Magnetic effect on CO2 solubility in seawater: A possible link between geomagnetic field variations and climate

Authors


Abstract

[1] Correlations between geomagnetic-field and climate parameters have been suggested repeatedly, but possible links are controversially discussed. Here we test if weak (Earth-strength) magnetic fields can affect climatically relevant properties of seawater. We found the solubility of air in seawater to be by 15% lower under reduced magnetic-field (20 μT) compared to normal field conditions (50 μT). The magnetic-field effect on CO2 solubility is twice as large, from which we surmise that geomagnetic field variations modulate the carbon exchange between atmosphere and ocean.
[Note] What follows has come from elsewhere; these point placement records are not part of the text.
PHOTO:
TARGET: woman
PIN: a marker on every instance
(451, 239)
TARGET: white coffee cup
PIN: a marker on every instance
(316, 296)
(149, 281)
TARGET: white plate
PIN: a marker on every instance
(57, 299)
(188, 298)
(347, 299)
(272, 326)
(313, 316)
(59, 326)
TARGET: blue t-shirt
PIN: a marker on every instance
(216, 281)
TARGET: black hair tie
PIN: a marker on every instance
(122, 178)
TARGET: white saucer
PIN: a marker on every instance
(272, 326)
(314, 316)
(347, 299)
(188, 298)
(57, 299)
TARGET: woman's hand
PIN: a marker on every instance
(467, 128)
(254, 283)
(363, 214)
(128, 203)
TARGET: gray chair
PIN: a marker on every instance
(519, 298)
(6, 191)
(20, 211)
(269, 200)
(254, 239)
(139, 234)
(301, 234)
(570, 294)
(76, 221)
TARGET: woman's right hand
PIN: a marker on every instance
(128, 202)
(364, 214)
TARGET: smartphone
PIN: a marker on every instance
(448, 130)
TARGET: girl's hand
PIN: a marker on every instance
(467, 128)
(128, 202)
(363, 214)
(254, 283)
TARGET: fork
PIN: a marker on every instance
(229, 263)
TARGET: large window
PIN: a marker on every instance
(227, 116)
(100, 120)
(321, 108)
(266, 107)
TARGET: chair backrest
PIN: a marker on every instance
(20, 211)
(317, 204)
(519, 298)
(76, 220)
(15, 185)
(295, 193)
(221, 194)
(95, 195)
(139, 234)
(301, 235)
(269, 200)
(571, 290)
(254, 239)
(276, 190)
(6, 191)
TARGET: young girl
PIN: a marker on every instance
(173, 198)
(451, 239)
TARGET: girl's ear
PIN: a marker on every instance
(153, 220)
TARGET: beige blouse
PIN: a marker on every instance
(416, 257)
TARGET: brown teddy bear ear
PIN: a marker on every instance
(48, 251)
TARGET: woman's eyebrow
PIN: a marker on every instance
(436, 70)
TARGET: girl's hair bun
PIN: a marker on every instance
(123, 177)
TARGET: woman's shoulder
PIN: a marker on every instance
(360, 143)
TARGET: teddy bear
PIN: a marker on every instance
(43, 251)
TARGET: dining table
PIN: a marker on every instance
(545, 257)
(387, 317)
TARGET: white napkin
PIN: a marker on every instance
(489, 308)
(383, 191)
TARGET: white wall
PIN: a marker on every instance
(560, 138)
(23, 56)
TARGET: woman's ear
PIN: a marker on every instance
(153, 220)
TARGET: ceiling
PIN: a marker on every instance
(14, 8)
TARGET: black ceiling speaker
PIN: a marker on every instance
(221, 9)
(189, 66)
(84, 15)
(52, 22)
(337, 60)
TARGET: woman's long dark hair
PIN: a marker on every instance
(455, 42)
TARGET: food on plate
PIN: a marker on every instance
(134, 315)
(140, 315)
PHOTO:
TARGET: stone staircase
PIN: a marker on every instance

A 1% reduction in magnetic dipole moment may release up to ten times more CO2 from the surface ocean than is emitted by subaerial volcanism. This figure is dwarfed in front of anthropogenic CO2 emissions.

1. Introduction

[2] Causal and non-causal connections between the Earth's magnetic field and climate have been proposed repeatedly, mostly on the basis of statistical analyses of time series of geomagnetic and climate (proxy) data (for a recent review, see Courtillot et al. [2007]). Potentially underlying mechanisms remain a subject of controversy, however. Doake [1977] suggested that rotational acceleration or deceleration due to waxing or waning ice sheets might trigger instabilities in the geodynamo and promote geomagnetic events of large magnitude (excursions or reversals). Although variations in the Earth's rotation rate affect the geodynamo [Le Mouël et al., 1981], it is not known what magnitude is required for the change in angular frequency in order to critically perturb a stably running geodynamo, or how close the geodynamo has to be to the critical state to be susceptible for such perturbations at all. Also, there is no convincing statistical evidence for such a connection in the paleo-record, although possible correlations may be obfuscated by uncertainties in age models, as was already cautioned by Doake [1977].
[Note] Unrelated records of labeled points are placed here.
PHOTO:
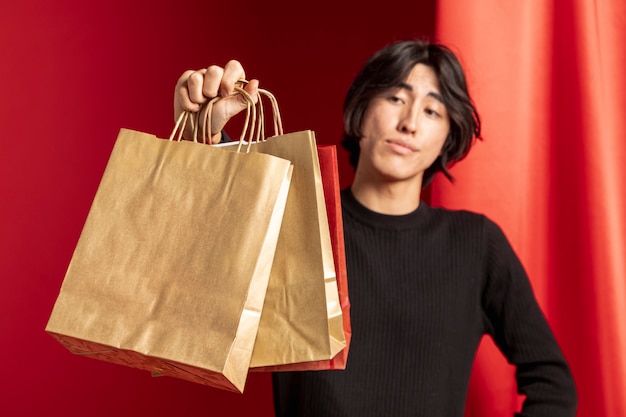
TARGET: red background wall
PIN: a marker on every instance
(72, 73)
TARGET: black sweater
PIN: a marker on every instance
(424, 288)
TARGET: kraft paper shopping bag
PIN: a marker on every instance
(171, 269)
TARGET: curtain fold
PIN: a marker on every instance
(547, 77)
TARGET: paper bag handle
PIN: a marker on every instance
(206, 109)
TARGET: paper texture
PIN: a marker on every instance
(171, 268)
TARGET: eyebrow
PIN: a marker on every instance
(432, 94)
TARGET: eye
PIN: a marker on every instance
(432, 112)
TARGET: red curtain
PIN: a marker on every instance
(548, 81)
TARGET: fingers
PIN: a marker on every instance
(196, 87)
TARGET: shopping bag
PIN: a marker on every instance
(332, 193)
(302, 317)
(172, 265)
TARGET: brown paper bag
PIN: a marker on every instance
(171, 269)
(332, 194)
(302, 317)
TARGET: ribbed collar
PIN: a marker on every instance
(364, 215)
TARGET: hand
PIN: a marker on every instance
(196, 87)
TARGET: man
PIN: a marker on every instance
(425, 283)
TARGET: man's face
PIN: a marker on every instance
(404, 130)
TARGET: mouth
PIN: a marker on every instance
(401, 146)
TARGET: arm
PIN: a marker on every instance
(523, 334)
(196, 87)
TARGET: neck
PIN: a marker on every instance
(395, 198)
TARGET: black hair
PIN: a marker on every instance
(388, 68)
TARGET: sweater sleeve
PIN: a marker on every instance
(522, 333)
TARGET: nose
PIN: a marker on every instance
(409, 120)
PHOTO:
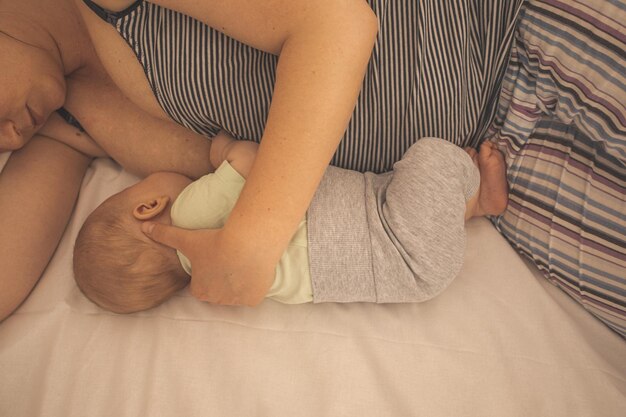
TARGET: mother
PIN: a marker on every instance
(435, 71)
[3] Since luni-solar precession may provide power to the geodynamo [e.g., Vanyo, 1991; Tilgner, 2007], all effects that perturb or modulate precession (such as obliquity variations) can potentially influence the geomagnetic field. However, the statistical evidence for an orbitally modulated geodynamo from sedimentary paleomagnetic records is far from firm [Guyodo et al., 2000; Kent and Carlut, 2001; Roberts et al., 2003; Heslop, 2007; Xuan and Channell, 2008].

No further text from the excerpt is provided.